Sunday, June 3, 2007

Here's A Country To Put On Your Investment Map: Weren't We There 35 Years Ago?


Emerging Markets: The Vietnamese economic miracle
By Stephanie Grimmett, Managing Editor, Taipan
Communism just never seems to stick. Marx may fill the heads of the young, idealistic or slow with a lot of fantastic rhetoric about the workers rising up to defeat the capitalist demons. If you listen long enough, you start to believe that communism will bring with it unicorns, fairies and afternoons spent picking wildflowers in sunny meadows.
But after the glorious revolution, instead of finding the idyllic society of freedom and economic equality they were promised, those stalwart “workers of the head and fist” (as real socialist slogans used to call them) invariably fall prey to any dictatorial regime that happens to pass by. And countries that were trying to escape from poverty and starvation end up starving and in poverty as their economies are hijacked by a bloated and paranoid Socialist Unity Party.

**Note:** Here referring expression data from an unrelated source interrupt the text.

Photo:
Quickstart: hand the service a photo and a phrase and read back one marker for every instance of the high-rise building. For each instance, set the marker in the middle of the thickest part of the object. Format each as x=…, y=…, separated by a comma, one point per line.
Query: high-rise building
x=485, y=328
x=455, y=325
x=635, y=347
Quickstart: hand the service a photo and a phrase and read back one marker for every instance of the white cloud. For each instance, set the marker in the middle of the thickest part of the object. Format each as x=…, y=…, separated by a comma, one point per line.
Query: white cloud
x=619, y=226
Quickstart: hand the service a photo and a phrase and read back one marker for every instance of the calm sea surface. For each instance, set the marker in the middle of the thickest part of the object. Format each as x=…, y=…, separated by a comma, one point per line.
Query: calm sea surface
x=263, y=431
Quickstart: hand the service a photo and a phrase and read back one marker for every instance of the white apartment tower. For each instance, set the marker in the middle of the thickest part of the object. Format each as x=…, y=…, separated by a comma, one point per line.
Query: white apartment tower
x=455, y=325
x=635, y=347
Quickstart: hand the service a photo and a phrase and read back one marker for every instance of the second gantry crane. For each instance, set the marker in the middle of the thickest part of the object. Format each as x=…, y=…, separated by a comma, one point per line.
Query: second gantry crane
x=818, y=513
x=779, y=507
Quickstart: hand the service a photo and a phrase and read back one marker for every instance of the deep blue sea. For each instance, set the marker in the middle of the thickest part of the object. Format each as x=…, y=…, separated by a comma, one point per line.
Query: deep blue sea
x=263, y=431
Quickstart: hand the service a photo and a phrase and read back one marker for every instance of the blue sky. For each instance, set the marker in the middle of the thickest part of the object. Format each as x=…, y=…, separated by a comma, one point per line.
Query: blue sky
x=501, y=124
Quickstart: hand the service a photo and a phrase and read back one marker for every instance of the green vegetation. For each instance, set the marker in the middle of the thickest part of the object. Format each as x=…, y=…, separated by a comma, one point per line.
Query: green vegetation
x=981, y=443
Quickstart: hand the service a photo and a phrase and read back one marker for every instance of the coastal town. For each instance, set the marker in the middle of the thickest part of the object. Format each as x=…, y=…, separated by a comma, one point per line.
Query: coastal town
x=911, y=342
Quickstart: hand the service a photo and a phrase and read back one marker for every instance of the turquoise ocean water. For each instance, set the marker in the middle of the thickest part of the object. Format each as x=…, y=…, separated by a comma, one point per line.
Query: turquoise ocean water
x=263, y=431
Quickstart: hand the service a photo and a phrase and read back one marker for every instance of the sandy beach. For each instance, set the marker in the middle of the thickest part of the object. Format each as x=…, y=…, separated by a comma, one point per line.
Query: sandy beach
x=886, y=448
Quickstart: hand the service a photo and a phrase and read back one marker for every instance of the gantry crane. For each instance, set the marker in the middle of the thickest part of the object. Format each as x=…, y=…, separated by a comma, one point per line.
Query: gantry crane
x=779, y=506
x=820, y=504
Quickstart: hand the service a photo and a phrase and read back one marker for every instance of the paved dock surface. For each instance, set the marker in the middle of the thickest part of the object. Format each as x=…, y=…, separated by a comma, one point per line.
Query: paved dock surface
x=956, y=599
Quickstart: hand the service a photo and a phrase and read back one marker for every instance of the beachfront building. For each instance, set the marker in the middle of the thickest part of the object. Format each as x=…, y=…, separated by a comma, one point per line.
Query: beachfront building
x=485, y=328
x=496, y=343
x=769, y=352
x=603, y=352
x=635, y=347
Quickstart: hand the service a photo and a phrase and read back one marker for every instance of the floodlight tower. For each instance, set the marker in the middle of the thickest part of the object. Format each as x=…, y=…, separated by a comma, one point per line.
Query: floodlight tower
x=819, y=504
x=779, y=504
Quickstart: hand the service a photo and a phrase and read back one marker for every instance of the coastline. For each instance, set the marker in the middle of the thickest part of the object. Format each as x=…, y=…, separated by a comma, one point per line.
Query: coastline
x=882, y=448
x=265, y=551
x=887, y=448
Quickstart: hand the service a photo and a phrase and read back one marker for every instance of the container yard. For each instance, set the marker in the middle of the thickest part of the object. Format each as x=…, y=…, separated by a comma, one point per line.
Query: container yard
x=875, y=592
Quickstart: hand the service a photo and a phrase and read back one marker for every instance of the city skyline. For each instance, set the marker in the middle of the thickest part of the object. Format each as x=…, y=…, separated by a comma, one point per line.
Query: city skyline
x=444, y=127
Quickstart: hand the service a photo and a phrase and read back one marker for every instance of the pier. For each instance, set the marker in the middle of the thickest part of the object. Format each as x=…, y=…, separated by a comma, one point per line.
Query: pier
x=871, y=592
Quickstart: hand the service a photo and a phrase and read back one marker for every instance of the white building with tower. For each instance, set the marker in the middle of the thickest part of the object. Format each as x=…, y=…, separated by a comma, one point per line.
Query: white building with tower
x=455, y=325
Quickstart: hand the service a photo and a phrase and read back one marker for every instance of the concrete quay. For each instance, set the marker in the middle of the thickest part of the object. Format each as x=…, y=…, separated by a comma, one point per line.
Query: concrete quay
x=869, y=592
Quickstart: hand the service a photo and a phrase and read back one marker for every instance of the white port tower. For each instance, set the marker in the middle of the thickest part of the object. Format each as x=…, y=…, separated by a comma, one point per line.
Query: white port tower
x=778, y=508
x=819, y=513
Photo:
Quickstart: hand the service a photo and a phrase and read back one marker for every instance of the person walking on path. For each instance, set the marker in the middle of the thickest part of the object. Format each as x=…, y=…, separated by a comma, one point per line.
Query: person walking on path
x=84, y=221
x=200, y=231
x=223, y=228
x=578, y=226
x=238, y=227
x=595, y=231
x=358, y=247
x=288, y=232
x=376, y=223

The free market has usually beaten the pants off the noble ideals of communism, though Bill Moyers may tell you otherwise. In Russia, the transition from communism was violent, and 15 years later, is by no means complete. Putin is still trying to solder a healthy economy together through his country’s natural resources and sheer willpower. In China, the process has been more entertaining as the hodgepodge old- and new-school communist government attempts to juggle all of the different factors in its economic growth without dropping any one of its balls.
But in Vietnam, the economic pressures of government ownership managed in 15 years what a decade-long war couldn't accomplish. In 1986, Vietnam quietly returned its farmlands to private ownership and began opening the economy to capitalist reforms.
Now the country has a seven-year-old stock market, ironically named the Ho Chi Min Securities Trading Center. (That sounds like calling a bar the Pope John Paul II Badda Bing, but it’s actually named the city it’s in, not directly for the communist leader.) And with its emerging economy, Vietnam has become the playground of Japanese investors and the rest of the world is taking notice.
Unlike China, Vietnam is making it easy for foreign investors to cash in on its vital, young market. In fact, the country is courting foreign, especially Japanese, investment with tours of its industries that run almost daily. And despite the lingering bitterness in the U.S. about the war, Vietnam is growing in popularity in the American investment community.
Estimates show that about $5 billion of the country's $20.5 billion stock market cap (that's including both the Ho Chi Min and the Hanoi exchanges) are from foreign investors. And foreign funds account for between 20%-30% of the country's overall market investment capital.
Vietnam is still a tiny stock market, with only about 200 companies listed and a market cap of less than 1% of the New York Stock Exchange (of course, the NYSE can make even the largest foreign exchanges appear diminutive). But the country has posted economic growth of 7% or higher every year since 2002, and the economy grew 8.2% in 2006.
The country became the 150th member of the World Trade Organization in January. And Vietnam investment funds are popping up all over the place.
In February, the Indochina Capital Vietnam Holdings Fund raised $500 million, $150 million more than expected, when it debuted on the London Stock Exchange. Lion Capital Management just opened its first Vietnamese fund for Singapore investors, and of course, Japan's investment firms operate multiple Vietnamese funds, as well as offering direct investment in the country's stock exchanges.
Here in the U.S., funds specializing in Vietnam have been slower to arrive, possibly because of the enduring distaste for the country in the baby boomer generation or because of its small market size. But with an expanding economy and an open environment for foreign investment, that could change any day now.